S-PLUS 2000 R3 on a Dell Wintel box running W2000.
I've run across something very obscure that I could use some net wisdom to
address. This occurred when hmisc's cut2 suddenly stopped working,
complaining of NA's. After much chasing down and isolating, I've localized
the problem to a failure in "duplicated". As that calls an internal
function, I'm now stuck.
The 12 word summary is that *sometimes* duplicated doesn't recognize all
NA's as being duplicates of each other. The usual behavior is as follows:
> duplicated(c(NA, NA, NA))
[1] F T T
>
However, I have a mode numeric vector (called "bad.vector") where two NA's
are not recognized as being the same:
> bad.vector
[1] NA 1
> mode(bad.vector)
[1] "numeric"
> bad.vector <- c(bad.vector, NA, NA)
> bad.vector
[1] NA 1 NA NA
> mode(bad.vector)
[1] "numeric"
> duplicated(bad.vector)
[1] F F F T
I tried to dump the vector to see if there was a clue, but the dump looked
normal. Not only that, upon restoring, the vector ceased to be "bad":
> bad.vector.2 <- bad.vector
> data.dump("bad.vector")
[1] "dumpdata"
> rm(bad.vector)
> data.restore("dumpdata", print = T)
"bad.vector": 4 values of mode "numeric"
[1] "dumpdata"
> bad.vector
[1] NA 1 NA NA
> duplicated(bad.vector)
[1] F F T T
> duplicated(bad.vector.2)
[1] F F F T
So, four questions:
1. Anyone know what's happening here?
2. What is the internal representation of numeric NA's?
3. How can I see if the internal representations differ?
4. Could this be due to a corrupted file? How can I tell?

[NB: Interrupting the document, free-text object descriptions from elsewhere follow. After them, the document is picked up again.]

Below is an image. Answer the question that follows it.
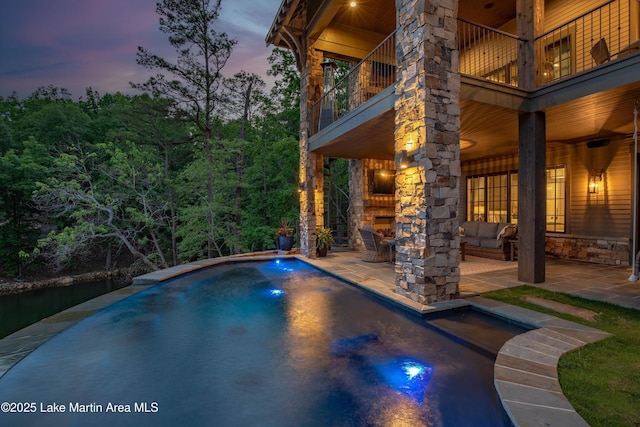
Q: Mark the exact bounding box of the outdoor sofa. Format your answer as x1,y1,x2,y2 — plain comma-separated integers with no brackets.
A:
460,221,517,261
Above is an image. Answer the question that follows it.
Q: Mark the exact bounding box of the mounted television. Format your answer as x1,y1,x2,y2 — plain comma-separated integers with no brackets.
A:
372,169,395,195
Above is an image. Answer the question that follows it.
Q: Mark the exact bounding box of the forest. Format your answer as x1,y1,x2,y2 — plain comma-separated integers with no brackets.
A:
0,0,304,280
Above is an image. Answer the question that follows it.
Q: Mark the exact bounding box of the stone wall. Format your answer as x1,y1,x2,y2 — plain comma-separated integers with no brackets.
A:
298,46,325,257
349,158,395,250
394,0,461,304
349,159,365,249
546,236,630,265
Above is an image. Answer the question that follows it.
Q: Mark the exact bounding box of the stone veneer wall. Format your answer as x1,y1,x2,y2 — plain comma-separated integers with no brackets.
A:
350,159,395,250
546,236,630,265
298,45,324,257
395,0,461,304
349,159,365,249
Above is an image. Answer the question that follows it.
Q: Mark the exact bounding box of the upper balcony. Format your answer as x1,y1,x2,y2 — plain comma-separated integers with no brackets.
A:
310,0,640,159
309,0,640,160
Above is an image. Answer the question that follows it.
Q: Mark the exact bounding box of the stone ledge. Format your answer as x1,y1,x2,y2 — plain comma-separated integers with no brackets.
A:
466,296,612,427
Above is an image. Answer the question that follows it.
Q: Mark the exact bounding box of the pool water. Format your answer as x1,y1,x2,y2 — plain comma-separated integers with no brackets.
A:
0,259,522,426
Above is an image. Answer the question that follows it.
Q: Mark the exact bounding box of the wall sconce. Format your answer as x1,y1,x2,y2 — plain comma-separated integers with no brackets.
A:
588,169,603,194
405,136,415,151
297,182,305,193
398,150,414,169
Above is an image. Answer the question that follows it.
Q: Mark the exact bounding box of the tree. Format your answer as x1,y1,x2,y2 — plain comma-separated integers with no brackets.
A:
106,94,192,265
266,48,300,115
221,72,268,252
132,0,236,258
33,141,170,272
0,137,52,276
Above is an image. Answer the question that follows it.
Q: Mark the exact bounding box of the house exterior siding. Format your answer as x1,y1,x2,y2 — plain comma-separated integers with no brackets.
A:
461,137,634,264
267,0,640,299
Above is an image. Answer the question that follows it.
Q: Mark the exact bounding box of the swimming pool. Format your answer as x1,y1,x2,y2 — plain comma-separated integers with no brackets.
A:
0,259,522,426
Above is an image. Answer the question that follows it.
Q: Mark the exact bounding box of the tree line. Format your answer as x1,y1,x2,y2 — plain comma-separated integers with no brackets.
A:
0,0,300,278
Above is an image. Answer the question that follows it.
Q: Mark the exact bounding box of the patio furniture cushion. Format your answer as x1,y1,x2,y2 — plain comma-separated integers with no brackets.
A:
462,236,481,246
480,238,502,249
497,224,517,241
461,221,479,237
477,222,498,238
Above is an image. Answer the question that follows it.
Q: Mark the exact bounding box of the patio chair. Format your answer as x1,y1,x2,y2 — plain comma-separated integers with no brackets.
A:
591,38,610,65
359,226,392,263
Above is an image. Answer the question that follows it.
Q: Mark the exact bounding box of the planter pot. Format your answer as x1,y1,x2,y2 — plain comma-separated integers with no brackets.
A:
277,235,294,251
317,245,328,257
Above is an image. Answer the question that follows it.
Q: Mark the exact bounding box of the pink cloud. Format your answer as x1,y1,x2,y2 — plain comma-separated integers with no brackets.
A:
0,0,279,99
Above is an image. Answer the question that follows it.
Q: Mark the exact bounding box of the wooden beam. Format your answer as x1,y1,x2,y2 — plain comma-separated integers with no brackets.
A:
517,0,544,89
314,23,389,60
518,111,546,283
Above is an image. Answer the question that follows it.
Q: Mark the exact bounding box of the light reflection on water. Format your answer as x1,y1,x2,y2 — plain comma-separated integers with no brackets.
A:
0,259,517,427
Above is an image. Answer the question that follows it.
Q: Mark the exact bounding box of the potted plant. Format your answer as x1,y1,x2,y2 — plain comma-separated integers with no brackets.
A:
316,227,335,257
276,218,295,251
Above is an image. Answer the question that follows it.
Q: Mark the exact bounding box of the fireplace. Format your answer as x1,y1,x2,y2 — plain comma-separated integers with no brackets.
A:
374,216,395,237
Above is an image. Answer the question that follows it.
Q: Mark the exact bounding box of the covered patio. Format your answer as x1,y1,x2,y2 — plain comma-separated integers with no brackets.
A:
304,250,640,312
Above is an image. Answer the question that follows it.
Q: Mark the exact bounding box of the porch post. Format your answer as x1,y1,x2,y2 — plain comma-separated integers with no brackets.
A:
518,111,546,283
517,0,544,89
348,159,365,250
299,46,324,257
517,0,546,282
394,0,461,303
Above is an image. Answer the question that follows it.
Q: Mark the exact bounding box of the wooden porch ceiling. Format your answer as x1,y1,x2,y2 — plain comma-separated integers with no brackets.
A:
312,80,640,162
308,0,517,62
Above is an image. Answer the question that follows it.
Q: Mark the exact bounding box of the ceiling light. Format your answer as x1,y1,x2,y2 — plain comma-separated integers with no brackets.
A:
350,1,357,7
460,139,474,150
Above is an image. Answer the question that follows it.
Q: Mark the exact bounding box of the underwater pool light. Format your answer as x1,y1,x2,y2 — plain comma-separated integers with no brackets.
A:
270,259,294,272
268,288,285,297
403,363,424,380
375,357,433,402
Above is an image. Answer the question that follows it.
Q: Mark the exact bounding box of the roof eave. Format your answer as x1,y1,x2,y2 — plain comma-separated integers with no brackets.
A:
265,0,301,46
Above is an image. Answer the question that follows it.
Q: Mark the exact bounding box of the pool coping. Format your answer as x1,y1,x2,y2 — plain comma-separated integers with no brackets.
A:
1,254,612,427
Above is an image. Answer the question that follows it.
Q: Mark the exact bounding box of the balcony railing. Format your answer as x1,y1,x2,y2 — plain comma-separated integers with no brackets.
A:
457,18,522,87
535,0,635,86
310,32,396,136
309,0,638,137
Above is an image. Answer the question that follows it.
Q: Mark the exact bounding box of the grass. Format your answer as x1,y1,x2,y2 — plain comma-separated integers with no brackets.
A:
482,286,640,427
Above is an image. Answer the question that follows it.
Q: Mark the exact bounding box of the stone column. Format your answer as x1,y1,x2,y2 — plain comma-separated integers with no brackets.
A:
299,46,324,257
394,0,461,303
349,159,365,249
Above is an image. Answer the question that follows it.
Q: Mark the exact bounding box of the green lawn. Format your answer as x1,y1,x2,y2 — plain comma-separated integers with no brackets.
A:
482,286,640,427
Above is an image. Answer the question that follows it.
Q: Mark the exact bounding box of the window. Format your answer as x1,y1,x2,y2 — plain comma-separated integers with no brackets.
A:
487,174,508,222
543,35,573,83
484,61,518,87
466,166,566,232
510,173,518,224
546,166,566,232
466,176,486,221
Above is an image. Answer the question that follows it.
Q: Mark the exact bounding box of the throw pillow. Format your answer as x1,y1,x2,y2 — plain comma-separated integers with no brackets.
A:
497,224,517,241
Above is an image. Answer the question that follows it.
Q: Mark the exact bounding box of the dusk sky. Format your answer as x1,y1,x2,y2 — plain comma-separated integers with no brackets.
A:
0,0,281,99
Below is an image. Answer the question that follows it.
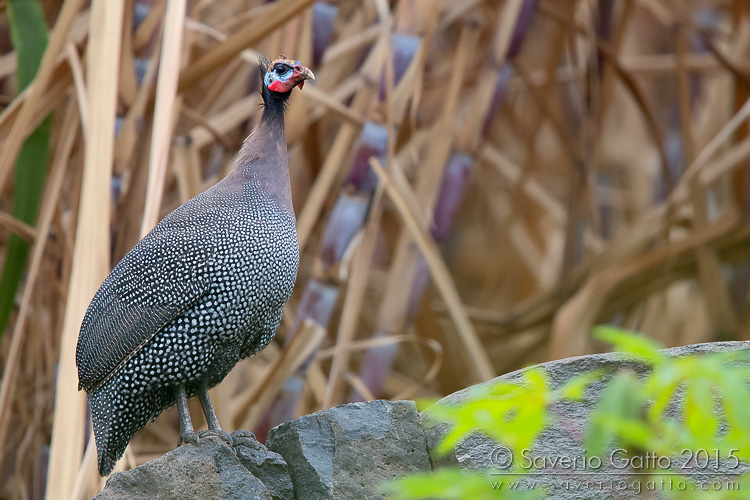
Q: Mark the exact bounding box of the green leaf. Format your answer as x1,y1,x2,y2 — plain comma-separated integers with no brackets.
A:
643,363,682,421
427,370,552,458
684,376,718,445
585,371,644,456
558,369,605,401
715,374,750,452
8,0,49,90
0,0,51,335
415,398,438,412
593,325,667,366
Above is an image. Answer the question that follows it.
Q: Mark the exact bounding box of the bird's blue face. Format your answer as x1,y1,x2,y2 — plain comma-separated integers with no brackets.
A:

It should be noted that the final vector (bad.vector) is a small piece of a
larger vector. In that larger vector, *some* of the NA's were recognized as
being dups, and *some* were not.
Any ideas?
David O Nelson, Ph.D. (daven@llnl.gov)
Lawrence Livermore National Laboratory
Box 808, L-441
Livermore CA 94551
ph: +1.925.423.8898
fax: +1.925.422.2282
|